C’est en fait beaucoup plus une question d’individu et de timing que de force de frappe. Et, à nouveau, pour l’avoir vécu, c’est un processus proprement passionnant et humainement fascinant.
Mais anticiper, accepter et de favoriser l’entrée le public dans le processus de fabrication, cela signifie aussi remettre en cause les processus internes des “vieux” médias. Lesquels, outre le fait de ne pas être forcément ceux à qui l’on pense en premier, n’auront pas trop le choix s’ils veulent survivre à la décénnie qui s’annonce. (1,2)
Copernic la TV !
Tous les indicateurs sont au vert. Le web et les écrans de télévision vont fusionner (lire à ce propos l’excellent papier de Eric Scherer : “C’est le tour de la télé ! “ ). Et l’actuel CES de Las Vegas ne fait qu’entériner un peu plus la vague de fond qui se profile à l’horizon. Dans peu de temps, les internautes pourront en effet faire se cotoyer en tête de gondole sur leur zapette aussi bien La Une et M6 que Les Echos ou Le Soir, le channel Youtube de Lady Gaga, celui sur Dailymotion de Remi Gaillard ou celui sur Itunes de Louis C.K.
Les clash frontaux entre producteurs natifs et migrants, entre tous les David et les quelques Goliath du petit écran vont valoir le détour. Surtout aux heures de grandes audiences de la TV. Je trépigne déjà d’impatience à l’idée de voir un jour un pur producteur web vendre un contenu à haute valeur ajoutée (cfr plus haut) à un médias historiquement papier (par exemple), qui le programmera en direct face à un gros JT…
Je rêve également des premiers contenus contextualisés et géolocalisés selon l’endroit où je me trouve (en réalité augmentée, via des lunettes ad hoc) ou encore d’une plateforme d’échanges permanents entre producteurs et consommateurs (non pas un média qui crée une plate-forme de plus, mais bien un média qui DEVIENT plate-forme, littéralement. Avec tout ce que cela comporte comme API et comme process de co-création de valeur ajoutée).
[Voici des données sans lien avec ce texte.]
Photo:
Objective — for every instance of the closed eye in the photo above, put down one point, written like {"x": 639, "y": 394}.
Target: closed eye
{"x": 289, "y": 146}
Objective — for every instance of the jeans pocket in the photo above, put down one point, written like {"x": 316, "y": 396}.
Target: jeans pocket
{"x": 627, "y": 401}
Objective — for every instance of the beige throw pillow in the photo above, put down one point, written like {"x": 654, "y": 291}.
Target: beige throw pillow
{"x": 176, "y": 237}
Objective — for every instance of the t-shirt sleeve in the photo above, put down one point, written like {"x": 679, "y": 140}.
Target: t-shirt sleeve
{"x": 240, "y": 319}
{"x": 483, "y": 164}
Evidement, ne soyons pas naïfs au point de croire que l’oligarchie médiatico-politique en place se laissera détrousser sans réagir. Bien sûr que les grands networks vont s’adapter (il ont les poches suffisamment profondes pour continuer à se tromper) , bien sûr que TF1 existera toujours dans 10 ans et que Sarko ou son successeur continuera à nommer le président de France TV. Bien sûr que les journalistes vont comprendre l’intérêt des conversations et évidemment que le journalisme n’échappera pas plus aux logiques commerciales de demain qu’à celles d’hier.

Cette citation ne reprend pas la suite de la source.